Not only is communication difficult among healthcare entities across the continuum of care, but it is often hard to share data even within a single practice or health system. With so much of the equipment being proprietary, one device or piece of technology can’t ‘talk’ to another without the purchase of middleware. “Why do I need to pay for an interpreter? Why can’t you just speak the same language?” Cantwell questioned. “In many ways, the hospitals and health systems are just being held hostage.”
To change that, the core staff of the Center has spent the last few years studying other vertical markets. “There was one common denominator,” Cantwell said. “Each has the benefit of what we call a centralized lab.”
He noted these successful industries have created a non-profit made up of leading companies within their sector and have challenged the CEOs to support the non-profit by serving on the board and bringing in their technical staff to come together and agree on a fundamental architecture that is both vendor and member neutral.
Taking a page from these industries, Cantwell noted, “In mid-2012 we started building a lab for healthcare with a focus being on the seamless exchange of information.” Incubated in California, the Center is in the process of moving to its permanent home in ONEC1TY in Nashville.
The impressive members of the Center’s board represent nearly one of every eight dollars spent in healthcare. In addition to the founding chairman, Michael Johns, MD, the board includes the top executive from a host of academic, for profit, and not-for-profit companies and organizations including HCA, Robert Wood Johnson Health System, Cedars-Sinai Health System, LifePoint Health, Community Health Systems, Ascension Health, Scripps Health, and Vanderbilt University, University of North Carolina and Johns Hopkins Schools of Medicine, among others.
“We’re using the industry leaders and their procurement power and technical advisors and a dedicated R&D organization that will work within the ecosystem to develop a data interoperability platform and make it available free to the ecosystem and then become the test and certification body for it,” Cantwell said of the Center.
The Center is focused on five core platform requirements to achieve interoperability:
- Plug-and-play so that when two independent pieces are connected, they self-configure how to talk to each other with minimal or no human intervention.

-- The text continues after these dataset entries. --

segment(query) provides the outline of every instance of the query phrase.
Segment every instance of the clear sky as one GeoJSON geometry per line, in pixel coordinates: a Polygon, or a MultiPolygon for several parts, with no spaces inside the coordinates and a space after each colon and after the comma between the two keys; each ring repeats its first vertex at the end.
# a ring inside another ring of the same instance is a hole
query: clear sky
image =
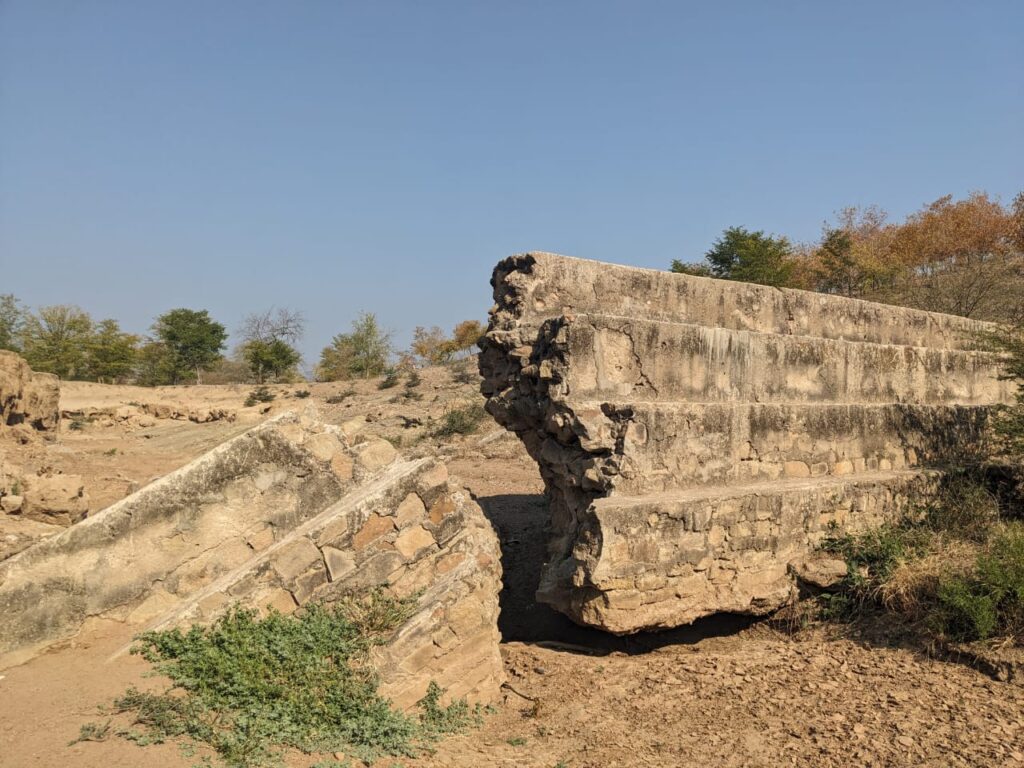
{"type": "Polygon", "coordinates": [[[144,332],[483,318],[501,257],[698,260],[1024,187],[1024,2],[0,0],[0,293],[144,332]]]}

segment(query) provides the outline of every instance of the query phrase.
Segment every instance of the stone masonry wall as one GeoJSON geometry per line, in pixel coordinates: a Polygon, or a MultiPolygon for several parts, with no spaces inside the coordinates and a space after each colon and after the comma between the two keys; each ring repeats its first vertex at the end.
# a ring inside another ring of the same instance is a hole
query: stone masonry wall
{"type": "Polygon", "coordinates": [[[543,253],[492,282],[482,391],[550,498],[538,596],[616,633],[778,607],[823,520],[923,500],[1013,394],[963,317],[543,253]]]}
{"type": "Polygon", "coordinates": [[[376,658],[385,695],[409,708],[435,680],[490,702],[500,585],[497,538],[443,464],[284,414],[0,563],[0,667],[94,620],[141,631],[383,588],[419,606],[376,658]]]}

- One-to-many communication where once a device or system is certified as being conformant with reference specifications or set of standards, it can be used with similarly certified devices without additional testing.
- Two-way data exchange enabling data to flow in both directions for feedback loops and automation.

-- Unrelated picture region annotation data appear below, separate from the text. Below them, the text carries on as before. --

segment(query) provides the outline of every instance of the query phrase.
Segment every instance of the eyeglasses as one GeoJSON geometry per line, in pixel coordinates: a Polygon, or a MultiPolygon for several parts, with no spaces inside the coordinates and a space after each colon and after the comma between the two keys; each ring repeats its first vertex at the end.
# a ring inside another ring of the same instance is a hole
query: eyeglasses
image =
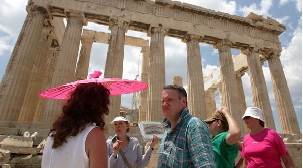
{"type": "Polygon", "coordinates": [[[211,123],[215,122],[218,122],[218,121],[219,121],[219,120],[215,120],[213,121],[211,121],[211,122],[209,122],[209,123],[208,124],[208,126],[209,126],[210,125],[210,124],[211,124],[211,123]]]}
{"type": "Polygon", "coordinates": [[[243,120],[245,120],[245,119],[248,120],[250,117],[250,116],[245,116],[244,118],[243,118],[243,120]]]}

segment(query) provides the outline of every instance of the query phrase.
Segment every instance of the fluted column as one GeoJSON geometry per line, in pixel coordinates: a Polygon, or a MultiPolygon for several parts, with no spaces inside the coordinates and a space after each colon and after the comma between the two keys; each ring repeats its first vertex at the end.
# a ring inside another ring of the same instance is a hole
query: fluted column
{"type": "Polygon", "coordinates": [[[171,84],[177,85],[183,87],[183,82],[182,77],[179,76],[173,76],[172,77],[172,80],[171,80],[171,84]]]}
{"type": "Polygon", "coordinates": [[[93,42],[92,38],[82,38],[81,39],[82,45],[75,74],[76,80],[87,78],[93,42]]]}
{"type": "Polygon", "coordinates": [[[279,57],[280,52],[275,52],[272,54],[267,60],[270,70],[282,133],[301,134],[285,75],[279,57]]]}
{"type": "MultiPolygon", "coordinates": [[[[44,72],[44,76],[41,83],[41,89],[45,91],[51,88],[52,80],[54,76],[55,67],[57,63],[59,52],[60,50],[60,46],[57,45],[58,41],[55,39],[53,39],[52,47],[50,49],[50,52],[47,58],[46,70],[44,72]]],[[[37,100],[37,106],[34,110],[34,122],[41,122],[43,121],[45,106],[48,99],[38,97],[37,100]]]]}
{"type": "Polygon", "coordinates": [[[213,115],[216,111],[216,108],[214,109],[214,102],[215,106],[215,100],[214,101],[214,93],[217,90],[215,88],[208,88],[207,91],[205,91],[205,103],[206,106],[206,118],[209,118],[213,115]]]}
{"type": "MultiPolygon", "coordinates": [[[[142,46],[142,67],[141,68],[141,81],[149,83],[148,69],[149,69],[149,46],[142,46]]],[[[146,121],[147,112],[147,94],[148,89],[140,92],[139,100],[139,122],[146,121]]]]}
{"type": "MultiPolygon", "coordinates": [[[[67,24],[56,65],[51,88],[75,81],[74,75],[83,25],[87,24],[84,14],[66,11],[67,24]]],[[[62,112],[62,101],[49,100],[46,103],[43,122],[52,122],[62,112]]]]}
{"type": "Polygon", "coordinates": [[[199,45],[201,37],[196,35],[185,36],[187,44],[188,107],[190,113],[202,119],[206,118],[206,107],[199,45]]]}
{"type": "Polygon", "coordinates": [[[19,121],[33,121],[34,112],[37,106],[39,93],[43,91],[41,88],[42,78],[46,69],[47,57],[52,42],[51,33],[53,33],[52,27],[43,27],[41,35],[38,52],[36,55],[31,72],[31,79],[27,87],[24,100],[21,108],[19,121]]]}
{"type": "MultiPolygon", "coordinates": [[[[244,90],[243,89],[243,83],[242,83],[242,79],[241,77],[244,75],[244,72],[236,72],[236,78],[237,83],[238,84],[238,89],[239,91],[239,101],[240,101],[240,104],[241,105],[241,116],[244,115],[245,110],[246,110],[246,102],[245,101],[245,96],[244,95],[244,90]]],[[[240,117],[240,118],[241,118],[240,117]]],[[[238,123],[238,125],[241,128],[241,130],[244,130],[245,133],[249,132],[249,129],[246,126],[244,127],[244,121],[242,121],[240,123],[238,123]]]]}
{"type": "Polygon", "coordinates": [[[212,109],[214,111],[215,111],[217,109],[217,104],[216,104],[216,97],[215,96],[215,92],[218,90],[218,88],[216,88],[215,90],[211,92],[211,99],[212,100],[212,109]]]}
{"type": "Polygon", "coordinates": [[[220,100],[220,106],[223,105],[223,93],[222,93],[222,86],[219,86],[218,88],[219,90],[219,100],[220,100]]]}
{"type": "Polygon", "coordinates": [[[160,121],[163,118],[161,98],[165,86],[164,37],[167,31],[160,28],[152,28],[150,35],[150,53],[147,95],[147,121],[160,121]]]}
{"type": "Polygon", "coordinates": [[[18,119],[45,18],[35,7],[27,8],[28,14],[0,85],[1,120],[18,119]]]}
{"type": "MultiPolygon", "coordinates": [[[[125,32],[128,26],[128,22],[118,19],[113,19],[109,22],[111,32],[104,72],[104,77],[122,78],[125,32]]],[[[109,107],[109,114],[106,117],[107,126],[110,125],[109,123],[114,118],[120,116],[121,96],[111,96],[110,101],[112,105],[109,107]]]]}
{"type": "Polygon", "coordinates": [[[265,78],[259,56],[259,50],[258,47],[250,47],[242,52],[247,56],[254,104],[262,110],[266,127],[275,130],[265,78]]]}
{"type": "MultiPolygon", "coordinates": [[[[232,43],[228,40],[218,41],[214,48],[219,50],[219,60],[221,76],[223,105],[227,106],[237,123],[242,123],[243,120],[239,117],[242,114],[241,104],[236,73],[231,52],[232,43]]],[[[243,127],[241,128],[243,132],[243,127]]]]}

- Standards-based options that use open, as opposed to proprietary, solutions in reference architectures, interface specifications and testing.

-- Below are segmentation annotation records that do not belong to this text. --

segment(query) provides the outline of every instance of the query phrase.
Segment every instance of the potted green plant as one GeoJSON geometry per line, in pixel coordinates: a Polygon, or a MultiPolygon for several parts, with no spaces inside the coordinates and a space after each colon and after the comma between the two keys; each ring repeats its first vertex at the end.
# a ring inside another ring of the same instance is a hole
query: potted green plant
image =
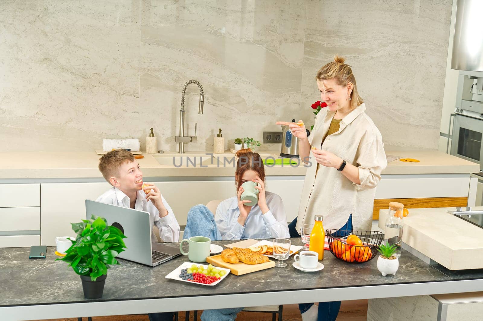
{"type": "Polygon", "coordinates": [[[377,251],[381,253],[377,258],[377,269],[383,276],[388,274],[395,275],[399,268],[399,260],[393,255],[396,249],[395,244],[382,244],[377,248],[377,251]]]}
{"type": "Polygon", "coordinates": [[[242,147],[243,146],[243,142],[242,140],[242,138],[235,138],[235,150],[240,150],[242,149],[242,147]]]}
{"type": "Polygon", "coordinates": [[[121,230],[107,225],[106,219],[93,215],[90,220],[71,223],[77,234],[75,241],[60,260],[81,276],[84,296],[97,299],[102,296],[107,269],[111,265],[119,264],[115,258],[126,249],[121,230]]]}
{"type": "Polygon", "coordinates": [[[255,140],[252,137],[245,137],[243,139],[245,148],[250,148],[252,151],[255,151],[255,147],[260,146],[260,142],[255,140]]]}

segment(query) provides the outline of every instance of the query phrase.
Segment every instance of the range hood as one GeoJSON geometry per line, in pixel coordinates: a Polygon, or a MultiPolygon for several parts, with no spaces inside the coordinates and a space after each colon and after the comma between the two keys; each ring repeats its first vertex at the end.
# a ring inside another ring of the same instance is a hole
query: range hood
{"type": "Polygon", "coordinates": [[[457,0],[451,69],[483,71],[483,0],[457,0]]]}

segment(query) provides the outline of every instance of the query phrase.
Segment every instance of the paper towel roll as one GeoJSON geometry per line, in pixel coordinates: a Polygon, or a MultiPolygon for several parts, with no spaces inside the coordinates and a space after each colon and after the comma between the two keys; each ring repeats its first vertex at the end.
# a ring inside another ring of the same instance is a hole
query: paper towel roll
{"type": "Polygon", "coordinates": [[[111,151],[113,149],[130,149],[131,151],[139,151],[140,146],[137,138],[130,139],[103,139],[102,150],[111,151]]]}

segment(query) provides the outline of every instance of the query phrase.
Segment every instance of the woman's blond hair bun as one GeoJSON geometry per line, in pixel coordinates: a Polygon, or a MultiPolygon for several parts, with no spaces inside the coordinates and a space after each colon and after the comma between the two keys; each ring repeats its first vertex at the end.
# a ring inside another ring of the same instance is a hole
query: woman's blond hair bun
{"type": "Polygon", "coordinates": [[[334,56],[334,61],[336,63],[339,63],[340,64],[343,64],[344,62],[345,61],[345,58],[342,56],[340,56],[338,54],[336,54],[334,56]]]}

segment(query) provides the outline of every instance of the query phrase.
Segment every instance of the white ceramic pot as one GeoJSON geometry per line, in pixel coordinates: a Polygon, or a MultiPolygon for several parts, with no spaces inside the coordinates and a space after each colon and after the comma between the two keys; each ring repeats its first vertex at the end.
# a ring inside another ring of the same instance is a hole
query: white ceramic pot
{"type": "Polygon", "coordinates": [[[383,276],[388,274],[396,275],[396,271],[399,268],[399,259],[396,257],[395,260],[388,260],[379,255],[377,258],[377,269],[379,270],[383,276]]]}

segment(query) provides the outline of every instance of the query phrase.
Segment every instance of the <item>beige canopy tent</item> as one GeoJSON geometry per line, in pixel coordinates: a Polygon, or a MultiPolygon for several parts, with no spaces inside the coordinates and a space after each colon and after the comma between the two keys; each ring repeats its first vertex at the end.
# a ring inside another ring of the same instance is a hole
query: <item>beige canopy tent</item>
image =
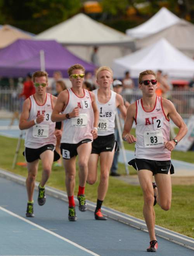
{"type": "Polygon", "coordinates": [[[0,28],[0,48],[11,44],[17,39],[31,39],[30,33],[23,31],[9,25],[4,25],[0,28]]]}
{"type": "Polygon", "coordinates": [[[194,57],[194,25],[186,21],[179,21],[151,36],[136,40],[139,49],[165,38],[171,44],[191,57],[194,57]]]}
{"type": "Polygon", "coordinates": [[[125,33],[80,13],[39,34],[35,39],[54,39],[74,54],[91,61],[94,46],[101,65],[110,65],[114,59],[131,52],[134,44],[125,33]]]}

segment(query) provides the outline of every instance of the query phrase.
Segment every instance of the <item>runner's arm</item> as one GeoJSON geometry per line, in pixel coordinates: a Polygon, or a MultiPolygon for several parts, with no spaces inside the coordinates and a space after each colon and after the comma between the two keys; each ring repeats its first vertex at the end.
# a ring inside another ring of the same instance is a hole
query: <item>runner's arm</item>
{"type": "Polygon", "coordinates": [[[96,100],[94,94],[92,92],[90,92],[92,100],[92,106],[93,109],[94,115],[94,127],[98,127],[98,120],[99,119],[99,111],[96,104],[96,100]]]}
{"type": "MultiPolygon", "coordinates": [[[[187,134],[188,131],[187,127],[182,118],[176,110],[172,102],[166,99],[163,98],[162,100],[165,111],[166,111],[168,117],[171,119],[174,124],[179,128],[177,136],[173,138],[177,139],[178,142],[187,134]]],[[[165,144],[166,148],[170,151],[174,149],[176,143],[173,140],[168,141],[165,144]]]]}
{"type": "Polygon", "coordinates": [[[133,103],[128,108],[126,111],[126,116],[124,125],[122,137],[123,139],[128,143],[133,143],[136,141],[136,138],[130,132],[134,120],[136,111],[135,103],[133,103]]]}

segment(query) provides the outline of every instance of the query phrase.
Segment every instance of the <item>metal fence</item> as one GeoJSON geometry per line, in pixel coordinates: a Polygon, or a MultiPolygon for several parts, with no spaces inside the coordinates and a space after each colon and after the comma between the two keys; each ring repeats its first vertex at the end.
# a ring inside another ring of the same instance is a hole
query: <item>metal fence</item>
{"type": "MultiPolygon", "coordinates": [[[[134,90],[130,94],[123,96],[132,103],[140,99],[142,94],[140,90],[134,90]]],[[[183,118],[187,118],[194,114],[194,91],[175,89],[168,92],[165,98],[172,101],[183,118]]],[[[21,112],[24,100],[19,98],[16,90],[0,89],[0,111],[21,112]]]]}

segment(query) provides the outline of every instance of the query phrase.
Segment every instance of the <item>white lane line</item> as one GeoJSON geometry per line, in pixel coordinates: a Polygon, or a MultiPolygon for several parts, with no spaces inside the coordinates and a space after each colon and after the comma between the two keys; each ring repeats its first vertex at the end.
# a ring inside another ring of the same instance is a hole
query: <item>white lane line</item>
{"type": "MultiPolygon", "coordinates": [[[[7,209],[5,209],[4,208],[3,208],[2,207],[1,207],[0,206],[0,210],[1,210],[2,211],[3,211],[5,212],[7,212],[7,213],[8,213],[9,214],[10,214],[10,215],[12,215],[12,216],[14,216],[14,217],[16,217],[17,218],[18,218],[18,219],[21,219],[21,220],[23,220],[23,221],[25,221],[25,222],[27,222],[27,223],[28,223],[31,225],[33,225],[33,226],[35,226],[36,227],[36,228],[40,228],[40,229],[42,229],[42,230],[43,230],[44,231],[45,231],[45,232],[47,232],[47,233],[49,233],[49,234],[50,234],[51,235],[53,235],[55,236],[55,237],[58,237],[58,238],[60,238],[60,239],[62,239],[62,240],[63,240],[64,241],[65,241],[66,242],[67,242],[68,243],[69,243],[69,244],[72,244],[74,246],[76,247],[77,247],[80,249],[81,249],[81,250],[83,250],[83,251],[84,251],[85,252],[87,252],[87,253],[90,253],[92,255],[94,255],[95,256],[100,256],[100,255],[99,255],[98,254],[97,254],[96,253],[93,253],[93,252],[92,252],[91,251],[90,251],[89,250],[88,250],[87,249],[86,249],[85,248],[84,248],[84,247],[83,247],[82,246],[80,246],[79,244],[76,244],[76,243],[74,243],[73,242],[72,242],[72,241],[71,241],[71,240],[69,240],[69,239],[67,239],[66,238],[65,238],[65,237],[62,237],[61,235],[58,235],[57,234],[56,234],[56,233],[54,233],[54,232],[52,232],[52,231],[51,231],[50,230],[48,230],[48,229],[47,229],[46,228],[43,228],[43,227],[42,226],[40,226],[39,225],[38,225],[37,224],[35,224],[35,223],[33,223],[33,222],[32,222],[31,221],[28,220],[28,219],[26,219],[24,218],[23,218],[23,217],[21,217],[21,216],[19,216],[19,215],[18,215],[17,214],[16,214],[16,213],[14,213],[14,212],[11,212],[10,211],[9,211],[8,210],[7,210],[7,209]]],[[[0,256],[1,256],[0,255],[0,256]]]]}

- Trust so that users have the confidence that interoperable systems will be safe, secure and reliable.
Calling the work to be done both “a moonshot and a marathon,” Cantwell said the Center has a very aggressive goal to have the basic components in place within two years. After that, he said the function of the Center would be to build strong governance that encourages continuing innovation. “You’re not going to be able to keep healthcare out of an app-based economy forever,” he said. “Once it tips, you’re not going to be able to stop it.”
Improving interoperability holds great promise both in terms of patient outcomes and increased cost efficiency. However, Cantwell noted, success has even broader implications for the overall health and wellbeing of the country. “With healthcare (spending) at nearly 25 percent of the GDP, if you take even 10 points out of that, you could almost fund all the other social issues that are threatened,” he pointed out.
Cantwell concluded, “I think as a nation, it’s time. It’s time as consumers, we demand more from our healthcare system.”